The answer to the thread question:
BOTH, depending on how you choose to rent or own space... or even some combination of the two.
In my case, I'm mostly anti-cloud, so I buy plenty of storage and synch media & files to put such stuff on device. I have NO dependency on iCloud at all and thus no ongoing rent. I regularly do like most of us did in the pre-iCloud days: regularly synch iDevice to Mac: new photos & videos get backed up to Mac via simple sync, etc. This approach means I also don't need to burn much cellular data to stream my "stuff" (NOT stored in any cloud). This combination facilitates me paying very little for 5G and no cloud rent. Spread that savings over many years and it adds up.
Someone else may not own much of their preferred music, movies, etc... and are perfectly happy to scratch such itches for a relatively low monthly (forever) rent + other subscriptions.
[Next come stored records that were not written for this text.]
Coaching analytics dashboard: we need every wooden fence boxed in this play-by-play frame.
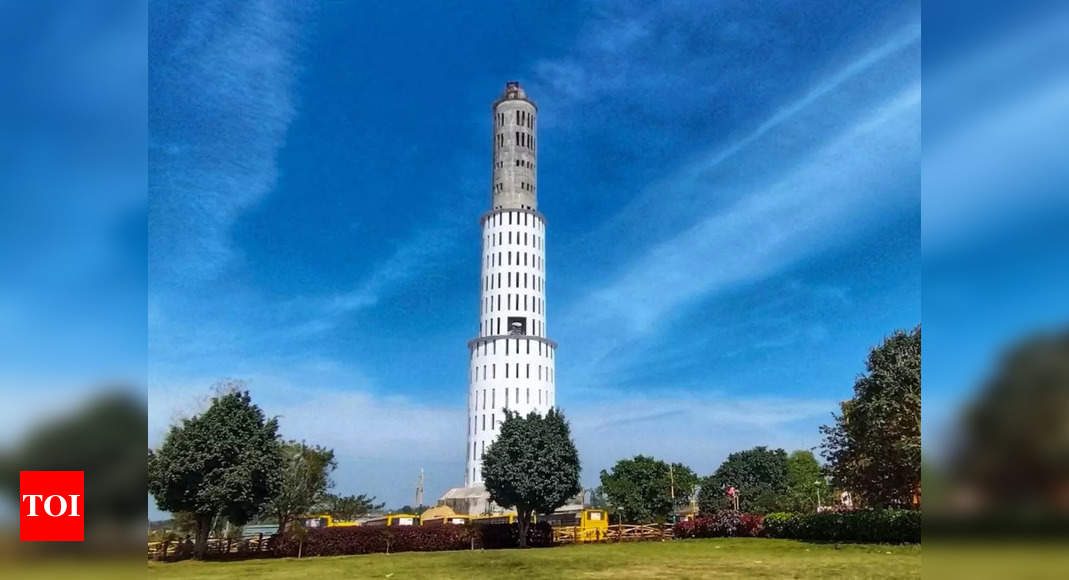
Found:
[553,523,672,544]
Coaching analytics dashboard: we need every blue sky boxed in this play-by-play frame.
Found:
[148,1,921,516]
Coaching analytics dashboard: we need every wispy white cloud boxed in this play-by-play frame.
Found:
[149,0,301,285]
[149,361,834,512]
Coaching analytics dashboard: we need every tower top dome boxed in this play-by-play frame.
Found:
[500,80,527,100]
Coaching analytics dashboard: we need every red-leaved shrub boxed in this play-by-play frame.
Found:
[672,510,764,538]
[272,522,553,557]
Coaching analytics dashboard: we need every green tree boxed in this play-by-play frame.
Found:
[322,493,386,521]
[149,391,282,559]
[698,446,787,514]
[953,330,1069,513]
[601,455,698,523]
[820,326,920,507]
[391,503,431,516]
[781,451,832,513]
[482,409,582,548]
[264,441,338,534]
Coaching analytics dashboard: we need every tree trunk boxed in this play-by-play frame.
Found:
[516,510,531,548]
[193,514,213,560]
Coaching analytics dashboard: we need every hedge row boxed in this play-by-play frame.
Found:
[672,510,920,544]
[672,510,764,538]
[273,522,553,558]
[764,510,920,544]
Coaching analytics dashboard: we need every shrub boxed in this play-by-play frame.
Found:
[764,512,795,537]
[272,521,553,558]
[764,510,920,544]
[672,510,763,538]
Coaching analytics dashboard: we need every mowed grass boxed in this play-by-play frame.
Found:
[149,538,920,580]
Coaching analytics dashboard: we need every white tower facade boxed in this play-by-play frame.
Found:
[464,82,557,487]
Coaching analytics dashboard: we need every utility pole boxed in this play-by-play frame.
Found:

That person could pinch internal storage while still enjoying the core experience I enjoy as long as they have a consistent connection to their cloud/services... and never stops paying the rent. They can spend less on the hardware purchase but then more on that cloud storage + other subscriptions. Someone like me will spend more on the hardware purchase but then as little as NOTHING on cloud & subscriptions.
Which way is better? That's completely "wallet of the beholder." The cloud + subscription renter would argue about the added- potentially hefty- cost of buying a library of songs, a library of video, the trouble in converting both to be able to sync into space on iDevices, etc. "Their" library (which is actually owned by someone(s) else) is millions of songs deep, countless videos, etc.
The "owner" typically already owns a big collection and thus those sunk costs are not applied to their consideration equation. Their collection(s) is MUCH smaller and thus, they don't have access to just about every song, just about every video, etc. but only the subset they've chosen to buy in the past.